Our results are subject to some limitations. For this study, we could not consider some possible factors like the socio-economic status of the patients, their income level and sources, since the information was not captured in the administrative health databases. Linkage of the administrative databases used in the study to the survey data could provide the opportunity of investigating the influence of these potential explanatory variables on the psychiatric inpatient use. The other possible factor could be if the admitted patients were given psychiatric beds or not, since the unavailability of psychiatric beds can lead to a premature discharge for some patients and increases the risk for a future readmission. Ideally, it would be more natural for the 6-29 age group to be split into 6-18 and then 19-29 so as to conform to the division of child and adolescent psychiatry on one hand, and adult psychiatry on the other. The age group of 60-86 can also be split into a senior citizen and an elderly group served by geriatric psychiatrists. However, the sample sizes of the categories on the tails are small, which makes comparisons with the middle age groups very challenging. Future studies based on a large sample is warranted in order to investigate the age effect more properly. The registered Indian status variable was based on treaty status and does not include Metis and other aboriginal peoples without treaty status. The “others” mental disorder category consists of heterogeneous group of diseases like: eating disorder, sexual preference disorder. We used this categorization of disorders following a similar study among children by Rosychuk and colleagues [69]. We are not sure if these diseases are a homogeneous grouping.

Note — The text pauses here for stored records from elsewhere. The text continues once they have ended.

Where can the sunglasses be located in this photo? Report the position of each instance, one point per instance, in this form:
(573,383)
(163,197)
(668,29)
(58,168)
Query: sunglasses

In addition, easy access to mental health services could prevent some hospitalization for non-severe cases. As a result, the availability of outpatient and inpatient mental care at the area-level (e.g., number of doctor’s offices and the number of hospital beds per 100,000 inhabitants) may also influence psychiatric inpatient use beyond the effects of individual-level factors. However, we do not have this information in the current study. Future research incorporating such information is needed for understanding areal-level differences in the mental healthcare supplies that influence psychiatric inpatient use, which can assist in planning prevention efforts that are more tailored to the needs of a region.

Conclusions

This study leads to a better understanding of factors contributing to increased inpatient hospitalizations among patients with mental health conditions, which may help health professionals to detect high risk populations for prevention. Patients with mental health conditions may benefit from greater and more timely access to primary care. Providing easier access to registered Indian people and youth may reduce the need for hospital-based care.